Plant-based Diet and Training Drive Sprint, Triathlon Athlete

It was January of 2011 and I had just registered for my first triathlon, the Door County Half Iron. Most newbies in the sport start with a sprint distance but I was going all in with a characteristic immoderation I have come to embrace. I grabbed my swimsuit from my lowest dresser drawer and walked to the pool to swim my first lap since freshman gym class.

I figured that if I could finish each leg separately, I would simply put them together and complete the race comfortably. Every time I got in the water I swam a continuous 88 lengths. Every time I got on my bike I didn’t return until my speedometer read 56 miles. Every run was a half marathon. On race day, as I struggled my way through the miles to the finish line, I dwelled on my poor training tactics and wondered if I would ever dare to attempt a triathlon again.

Now, a week out from the 2013 Door County Triathlon, I find myself facing the Sprint and Half Iron distance. I registered for both races on back-to-back days, once again revealing the immoderate approach I take to training and racing. Needless to say, I developed a loving relationship with the sport that punished me on the first time around.

Completing a triathlon for many participants is the pinnacle of their athletic year. To swim, bike and run continuously for any distance is an accomplishment not to be sniffed at. Yet as a member of my collegiate triathlon team at the University of Iowa, I am required to race nearly five times each summer season. Finishing a race no longer stood as the only objective. I became a competitive triathlete, not against others in the race, but against the clock and myself.

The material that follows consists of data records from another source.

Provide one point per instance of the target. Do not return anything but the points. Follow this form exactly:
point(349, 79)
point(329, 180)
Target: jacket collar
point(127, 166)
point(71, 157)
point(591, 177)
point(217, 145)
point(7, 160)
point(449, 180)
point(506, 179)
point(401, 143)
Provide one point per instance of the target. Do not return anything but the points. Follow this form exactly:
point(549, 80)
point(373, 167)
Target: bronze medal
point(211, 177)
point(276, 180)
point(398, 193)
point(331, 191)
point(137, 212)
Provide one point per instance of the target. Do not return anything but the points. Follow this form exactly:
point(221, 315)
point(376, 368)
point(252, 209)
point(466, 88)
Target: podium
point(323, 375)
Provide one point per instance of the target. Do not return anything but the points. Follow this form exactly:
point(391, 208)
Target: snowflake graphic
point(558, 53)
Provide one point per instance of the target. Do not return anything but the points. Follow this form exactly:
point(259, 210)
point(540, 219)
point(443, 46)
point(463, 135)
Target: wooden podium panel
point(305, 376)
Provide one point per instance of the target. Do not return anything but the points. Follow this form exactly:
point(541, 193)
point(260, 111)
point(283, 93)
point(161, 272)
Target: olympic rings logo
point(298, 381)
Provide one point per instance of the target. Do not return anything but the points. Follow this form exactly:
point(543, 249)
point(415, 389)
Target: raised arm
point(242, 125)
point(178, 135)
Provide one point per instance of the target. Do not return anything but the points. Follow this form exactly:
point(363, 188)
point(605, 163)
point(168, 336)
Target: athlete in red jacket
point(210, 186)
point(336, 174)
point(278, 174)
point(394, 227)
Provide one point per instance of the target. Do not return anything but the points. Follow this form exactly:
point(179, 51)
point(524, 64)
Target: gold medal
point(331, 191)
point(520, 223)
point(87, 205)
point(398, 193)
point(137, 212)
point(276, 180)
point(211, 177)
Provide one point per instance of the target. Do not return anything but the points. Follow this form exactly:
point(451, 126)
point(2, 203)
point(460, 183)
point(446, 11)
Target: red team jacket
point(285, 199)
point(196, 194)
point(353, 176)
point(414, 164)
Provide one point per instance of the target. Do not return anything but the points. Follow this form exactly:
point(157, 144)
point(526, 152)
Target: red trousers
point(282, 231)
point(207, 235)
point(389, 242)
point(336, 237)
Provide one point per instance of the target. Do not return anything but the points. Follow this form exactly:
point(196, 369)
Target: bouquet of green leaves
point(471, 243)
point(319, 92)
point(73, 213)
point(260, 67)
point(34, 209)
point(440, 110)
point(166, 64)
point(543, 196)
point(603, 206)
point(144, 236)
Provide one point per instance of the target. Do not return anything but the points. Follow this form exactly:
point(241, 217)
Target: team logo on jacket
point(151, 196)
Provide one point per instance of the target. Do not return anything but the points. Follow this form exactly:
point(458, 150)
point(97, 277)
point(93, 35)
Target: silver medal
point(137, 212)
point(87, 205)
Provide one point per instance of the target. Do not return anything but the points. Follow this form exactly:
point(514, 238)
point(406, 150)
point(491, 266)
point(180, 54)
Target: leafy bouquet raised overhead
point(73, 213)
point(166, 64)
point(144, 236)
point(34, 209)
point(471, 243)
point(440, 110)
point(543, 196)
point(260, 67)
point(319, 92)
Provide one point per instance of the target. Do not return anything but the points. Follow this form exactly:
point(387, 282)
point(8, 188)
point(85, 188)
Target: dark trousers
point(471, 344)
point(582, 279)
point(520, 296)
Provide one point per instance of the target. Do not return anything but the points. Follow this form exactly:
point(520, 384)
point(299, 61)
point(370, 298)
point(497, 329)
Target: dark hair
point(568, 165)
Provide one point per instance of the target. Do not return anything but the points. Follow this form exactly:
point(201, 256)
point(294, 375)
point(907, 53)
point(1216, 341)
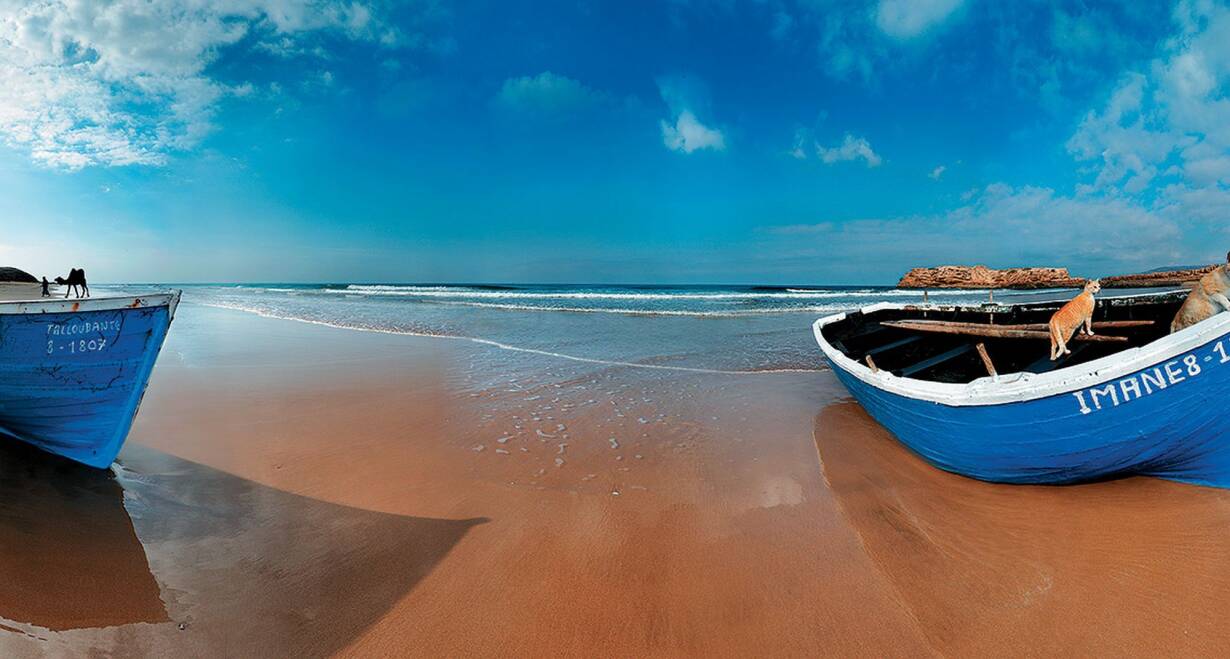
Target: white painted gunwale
point(1016, 387)
point(71, 305)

I have never won and I will never own a bicycle worth more than my estate, but I do wonder about the physical limitations of the human body and mind that remain undiscovered. Since reading up on events such as the Badwater 135-mile footrace through Death Valley and Epic 5, a five-day event with an Ironman on each day, I realized that to a determined and mindful racer, a double triathlon was a manageable feat. That is not to say it came without intense and meticulous training.

There is a noticeable difference in a sprint and half iron distance triathlon. Simply put, sprints are fast and half irons are long. I needed to train for both. I knew that I could finish. I have come a long way in the two years since my first attempt. But at this point in my triathlon career, I wanted to perform.

Racing the Door County Sprint in 2012, I came in 6th place and my competitive juices want more. The Half Iron will be my first attempt at the distance since my flop on the same course two years prior and I want to prove that I can manage the distance comfortably.

In training, 15-mile runs and 60-mile bike rides were supplemented with sprint workouts on the local track and high intensity sets in the pool. I had to build a long endurance engine while holding onto the pop of short sprint race. The heart rates, distances and times are intricate and precise but the overarching rule was that it took a lot of swimming, biking and running.

Nutritionally, my process probably turns more heads than the double triathlon. I train and race almost entirely on a plant-based diet. This means if you were to search my refrigerator for meat, fish, dairy or eggs, you would come up empty. Vegan is out of the question since I do enjoy honey on my morning toast. I believe that my switch to plant-based nutrition seven months ago has been the single most important factor in my racing success, yet it is a controversial and socially awkward conversation among skeptics. I will be happy to explain how I get my protein for all those who find me at the finish line.

A watchful eye or careful listener might notice my black and yellow Iowa Hawkeye kit entering transition an unusual number of times over the two days of racing. Or hear my spirited self-support during both races. But as triathletes rain down on Door County this weekend, adjusting aerobars and squeezing into wetsuits, I will remain more or less unnoticed in the crowd.

These past few months when I tell people about my upcoming weekend they often ask, “Why would you do that? Why do two in one weekend?” I usually lied and said that it will be good training for future races or that I might as well since I’ll be in town. But truthfully, I don’t know if I can finish it and that is the allure of the whole thing. We will find out on Sunday afternoon.